Ecosystems of The Preserve

A diverse assemblage of ecosystems can be found in the 20,000 acres of The Preserve.


Over half of The Preserve is blanketed by a mosaic of woodlands. The sheltered valleys and north facing hillsides host wide spreading canopies of evergreen coast live oak forests sprinkled with California-bay, Pacific madrones, and bigleaf maples. Tucked between the hills, where it is cooler and wetter, you may find towering redwoods growing beside an understory of tanoaks and California-bays. Weaving through the hills and valleys of this landscape are the riparian gallery forests filled with regal California sycamores, twisting California buckeyes, alders and a variety of willows.

Trees offer many ecological benefits that value human populations such as climate regulation, air purification, water filtration and fuel. They are also important habitat for wildlife. From decaying trees providing nutrients to decomposers to the shelter offered by fire-hollowed redwoods; our forests are teaming with life, sometimes you need to know where to look for it.

Savannah and Grasslands

In 2012, the Santa Lucia Conservancy completed a rigorous assessment of the status of the ecological health on The Preserve. Using the Open Standards for the Practice of Conservation developed by the Conservation Measures Partnership, the Conservancy completed a Biodiversity Management Needs Assessment, which identified conservation priorities. This process highlighted the Preserve’s native California grasslands as one of its most ecologically significant assets, also its biggest management challenge. Grasslands are essential to a tremendous variety of wildlife including golden eagles and burrowing owls, badgers and coyotes, California tiger salamander and California red-legged frog. Statewide, grasslands cover 10% of land area, but on The Preserve we have over 5,000 acres (25%) of grassland and savanna.

Coastal Scrub and Chapparal

Chaparral and coastal scrub ecosystems are made up of dense woody shrubs and form essential habitat for a variety of small mammals, birds, and reptiles. The two systems are distinguished by their vegetation communities. Coastal scrub, also called ‘soft chaparral,’ has less densely spaced shrubs with soft leaves that are drought deciduous, meaning they lose their leaves during the driest months. Coastal scrub plants produce aromatic oils to protect from grazing animals and their root systems are more shallow than chaparral. Chaparral may be described as too high to see over, too low to go under, and too thick to get through. Shrubs in this system can be 6’-12’ tall and have deep roots for collecting water from the substrate. The woody shrub vegetation in this system is more drought-tolerant than coastal scrub with small leathery evergreen leaves that orient vertically to maximize sun exposure. Both coastal scrub and chaparral share many species, making them hard to distinguish.Around the state of California, these systems are threatened by land use conversion, development, and fuel management practices. Despite the widespread conversion throughout the state, these systems provide broad benefits including biodiversity, recreation, soil stability, flood protection, erosion control, water quality and create important habitat to many avian, reptile, and mammal species.

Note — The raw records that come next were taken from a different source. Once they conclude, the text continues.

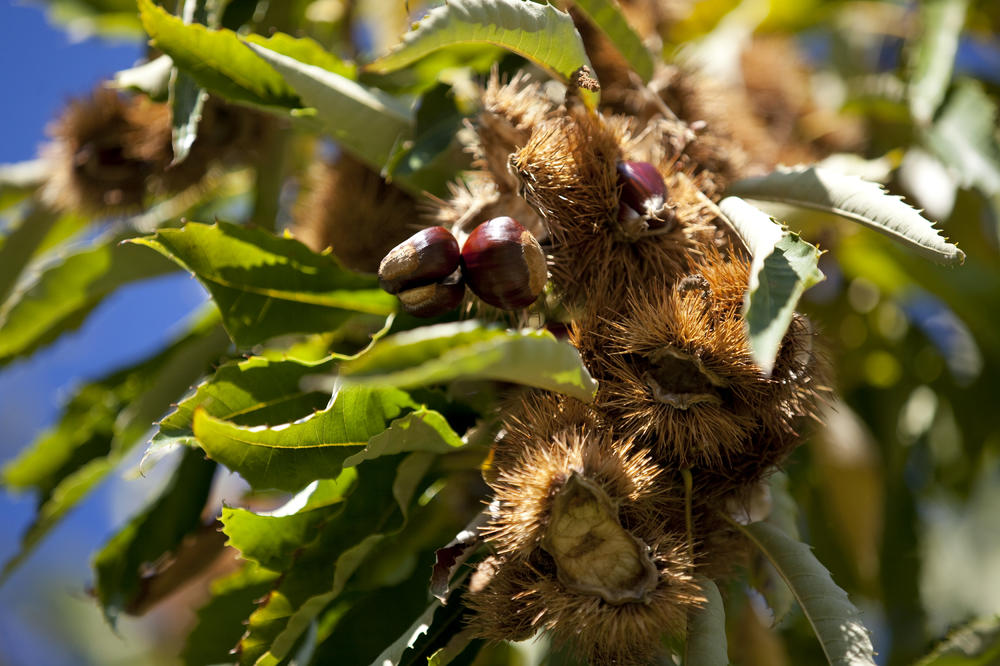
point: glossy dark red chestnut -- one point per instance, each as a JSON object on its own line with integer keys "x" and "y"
{"x": 430, "y": 255}
{"x": 643, "y": 197}
{"x": 503, "y": 264}
{"x": 436, "y": 298}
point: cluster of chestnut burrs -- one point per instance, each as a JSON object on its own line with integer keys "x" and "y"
{"x": 501, "y": 261}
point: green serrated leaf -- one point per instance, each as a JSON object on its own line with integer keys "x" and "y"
{"x": 153, "y": 533}
{"x": 975, "y": 644}
{"x": 216, "y": 59}
{"x": 65, "y": 292}
{"x": 19, "y": 179}
{"x": 783, "y": 266}
{"x": 150, "y": 78}
{"x": 420, "y": 430}
{"x": 539, "y": 32}
{"x": 291, "y": 455}
{"x": 443, "y": 352}
{"x": 187, "y": 98}
{"x": 266, "y": 286}
{"x": 366, "y": 121}
{"x": 220, "y": 621}
{"x": 608, "y": 18}
{"x": 98, "y": 428}
{"x": 21, "y": 243}
{"x": 834, "y": 619}
{"x": 964, "y": 136}
{"x": 107, "y": 18}
{"x": 426, "y": 641}
{"x": 376, "y": 509}
{"x": 256, "y": 391}
{"x": 220, "y": 62}
{"x": 932, "y": 55}
{"x": 706, "y": 637}
{"x": 271, "y": 540}
{"x": 852, "y": 198}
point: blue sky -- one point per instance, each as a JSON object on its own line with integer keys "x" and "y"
{"x": 41, "y": 70}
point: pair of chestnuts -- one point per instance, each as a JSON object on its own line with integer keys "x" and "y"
{"x": 643, "y": 202}
{"x": 501, "y": 262}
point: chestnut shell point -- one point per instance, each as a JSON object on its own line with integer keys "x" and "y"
{"x": 427, "y": 256}
{"x": 503, "y": 264}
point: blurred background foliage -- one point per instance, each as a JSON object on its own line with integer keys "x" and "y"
{"x": 898, "y": 493}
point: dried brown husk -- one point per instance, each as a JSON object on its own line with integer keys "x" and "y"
{"x": 111, "y": 153}
{"x": 551, "y": 444}
{"x": 474, "y": 200}
{"x": 779, "y": 91}
{"x": 567, "y": 173}
{"x": 510, "y": 110}
{"x": 676, "y": 371}
{"x": 350, "y": 208}
{"x": 95, "y": 164}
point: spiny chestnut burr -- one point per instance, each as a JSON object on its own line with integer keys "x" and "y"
{"x": 436, "y": 298}
{"x": 428, "y": 256}
{"x": 504, "y": 264}
{"x": 643, "y": 198}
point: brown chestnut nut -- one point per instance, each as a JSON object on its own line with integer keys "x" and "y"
{"x": 643, "y": 197}
{"x": 436, "y": 298}
{"x": 504, "y": 264}
{"x": 425, "y": 257}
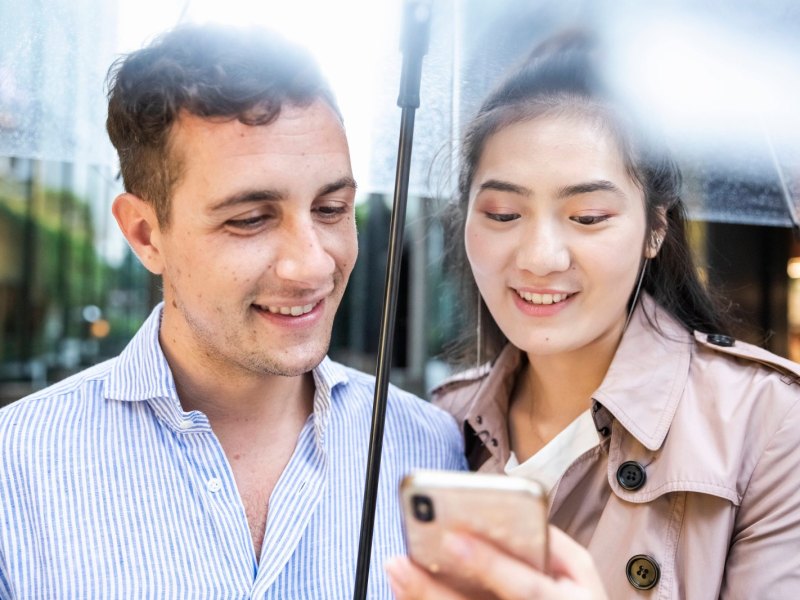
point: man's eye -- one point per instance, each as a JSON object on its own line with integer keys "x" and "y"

The Preserve contains a number of perennial streams lined with willow and cottonwood-dominated riparian forests, as well as wetlands, lakes, and old cattle stockponds which serve as surrogate vernal pool habitats. Streams and wetlands are a vital part of any landscape. Rivers deliver vitality and nourish species that live in and near them, which in turn contribute to complex food webs. By definition, wetlands are lands that are partially or seasonally submerged in water. Wetlands appear in many forms around the Preserve; natural drainage areas, river beds, floodplains, and ponds are all different manifestations of wetlands found here. On the Santa Lucia Preserve, riparian zones and wetlands serve as wildlife corridors for native species, provide flood, erosion, and temperature regulation, supply habitat to an astounding variety of plants and animals, and provide crucial support to surrounding ecosystems.

Riparian and wetlands

Streams and wetlands are a vital part of any landscape. The Preserve contains a number of perennial streams lined with willow and cottonwood-dominated riparian forests, as well as wetlands. These hydrological systems are important for a variety of species especially our native steelhead trout, California red-legged frogs and California tiger salamander. The riparian zone is noted for its productive soils and the plants and wildlife adapted to the timing of fluvial events including flooding, drought, sediment transport and channel movement. Native plants are vital to the health of riparian areas, not only for wildlife habitat, but to promote healthy ecological processes.

Creeks and Ponds

All creeks and their watersheds are critical to landscape function, ecological water supply, and overall vitality of ranch ecosystems. Each watershed and its associated biota are vulnerable to activities throughout the course of the system, not only in the immediate vicinity of possible impacts.  Six tributaries of the Carmel River originate in The Preserve and provide important aquatic habitat. In addition to perennial and ephemeral streams, thirty-six ponds occur across The Preserve. These augmented wetlands provide valuable habitat for many resident and migratory species that utilize the ponds for nesting and foraging habitat. Maintaining the health of these ponds, including managing vegetation, is important to help sensitive species remain extant on The Preserve.